My father gave an elegant shrug. “I’m not entirely sure that I have much of a choice in the matter,” he said, indifferent. “But I’ve always found that actions speak far louder than words. If he’s to be trusted, I would rather suggest that we’ll know soon enough by what he does.”
“But, Richard, surely if this man isn’t to be trusted, that means they’ll make another attempt on you, doesn’t it?” my mother demanded, her voice taking on distinct overtones of Vondie’s shrill note.
My father gave a grim smile. “In that case, my dear,” he said with utter calm, “we’ll find out just how good Charlotte is at her job.”
CHAPTER 16
We heard nothing from Collingwood for several days, during which time my father’s frustration grew. Parker used the lull to mount a major low-key public-relations campaign within the industry and managed to stem the flow of clients who had suddenly decided to seek the services of other firms.

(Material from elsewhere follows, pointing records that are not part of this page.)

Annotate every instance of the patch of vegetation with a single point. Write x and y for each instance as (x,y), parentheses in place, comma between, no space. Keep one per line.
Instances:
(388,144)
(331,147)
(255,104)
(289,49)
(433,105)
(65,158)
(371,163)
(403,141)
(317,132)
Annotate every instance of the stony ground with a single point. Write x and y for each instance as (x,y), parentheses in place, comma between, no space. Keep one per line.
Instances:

One or two even came back, slightly sheepish. But there were more who stayed away for no better reason than to save face. Parker seemed to be practically living at the office. Despite his denials that he didn’t hold me—or my family—in any way personally responsible for his current woes, I knew there were others who didn’t feel the same way. Bill Rendelson, for one, could hardly bring himself to speak to me.

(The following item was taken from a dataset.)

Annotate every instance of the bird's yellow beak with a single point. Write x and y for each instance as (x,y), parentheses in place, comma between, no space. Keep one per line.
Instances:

Sean and I stuck with my parents, on a rotating shift pattern with a couple of Parker’s other guys, 24/7. By Sunday morning, when we’d heard nothing and seen nothing, all of us were going a little stir-crazy stuck in the hotel, however luxurious.
In particular, my mother’s nerves were strung so tight we could probably have got a recognizable tune out of her. I suppose it was inevitable that it was she, eventually, who demanded we get out and take in some of the sights.
“I haven’t been to New York with your father since before you were born, Charlotte,” she protested when I expressed my doubts about the wisdom of going walkabout. “We went to Greenwich Village, I remember. It was just like something out of a Woody Allen film. And I would very much like to do it again.” It was a royal command rather than a request.
My father, who’d spent much of this voluntary incarceration reading obscure medical textbooks of one type or another, glanced up from his page and frowned over the top of his glasses.
“Are you sure that’s wise, Elizabeth?” He used such a mild dry tone that I knew he didn’t really need to ask.
My mother’s chin came out, mulish—was that where I got it from? “Frankly,” she said with some asperity, “I need some air.”
He paused a moment as if considering the validity of this argument, then inclined his head. “In that case,” he said gravely, “of course we’ll go.” He turned his gaze to Sean, who was sitting at the room’s desk, typing onto one of the office laptops. He had taken off his jacket and his tie, but not the paddle-rig holster for the Glock 21, which he’d carried since we’d returned to the States. Somehow, he didn’t look quite dressed without it.
“I trust you have no objections?” my father said in a steely voice, daring Sean to raise any.
Sean didn’t reply instantly. When he did, it was without looking up from the screen.
“If you’re sensible—no.”
“Of course.” My father rose almost gracefully, tucking his glasses into an inside pocket as he smiled at my mother. “Shall we go?”
McGregor was back on call that day and he obligingly drove us south on Fifth until we hit the huge ornamental white stone archway that makes a grand entrance to Washington Square Park.